Waitress: *cuts me off* “Did your sandwich have ham on it?”

Me: “Yes.”

Waitress: “Hang on one sec. I’m gonna grab the cook.”

(She calls over the cook who has recently re-entered the building.)

Owner/Cook: “Hey, I’m [Cook], the owner of [Cafe]. What can I do for you?”

Me: “Hi, [Cook]. I just wanted to give you a couple pieces of friendly advice. If you run out of pastrami, don’t sub ham without asking. It wasn’t a big deal for me, but my wife is allergic and it could have been a serious situation. If you burn fries, own it, and remake them before the customer sees it. If you get a reputation for trying to slip things in ‘unnoticed’ and only fixing them if someone complains, you will go out of business. In a cafe, your food needs to speak for itself, and if you have to redo things all the time because of simple mistakes like burning the fries, you won’t last long. I’m not after anything; I ran my own business for years, and I just want to see other small business owners do well for themselves. And this wasn’t exactly a gold star for you. However…” *points to waitress* “She was your saving grace. Whatever you are paying her, she deserves a raise because she was on point during our whole visit. If she hadn’t been so polite and helpful, I might have just left and let you stumble along.”

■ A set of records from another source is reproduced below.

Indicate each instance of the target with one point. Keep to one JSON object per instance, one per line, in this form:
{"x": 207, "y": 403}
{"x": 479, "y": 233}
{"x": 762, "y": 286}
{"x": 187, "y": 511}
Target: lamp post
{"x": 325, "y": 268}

Owner/Cook: *shocked look on his face* “I… I… You’re right. I’m sorry. You nailed it on every point. I ran out of pastrami, and didn’t feel I had time, so I fudged it. I burnt the fries but thought I might be able to get away with it, cause they weren’t black. Thank you for calling me on the carpet. I really appreciate you taking the time to say something polite and that you showed an interest in my business, not just your own lunch. [Waitress], their meal is on me.”

Me: “As I said, I’m not after anything in this situation. We both ate our food, and have already paid.”

Owner: “No, not good enough! [Waitress], go reverse the charge on the card!”

(She walks away.)

Owner: “I already pay her more than any of my other staff because she is the best. But you’re right, she probably deserves more.”

Me: “Well, why don’t we forget the reversal of charges and you can give the whole cost of the meal to her as a tip directly?”

(Before he can answer, the waitress returns with a reversal slip.)

Owner: “Too late. It’s on the house!”

(We chat with him for another ten minutes and enjoy it. As we stand to leave I pull the cost of the meal in cash out of my wallet and leave it under my water glass. As I walk out past the waitress:)

Me: “I left a little something on the table for you.”

Waitress: “Thank you so much for talking to the owner. I’ve never seen him react like that with anyone before. He usually gets upset!”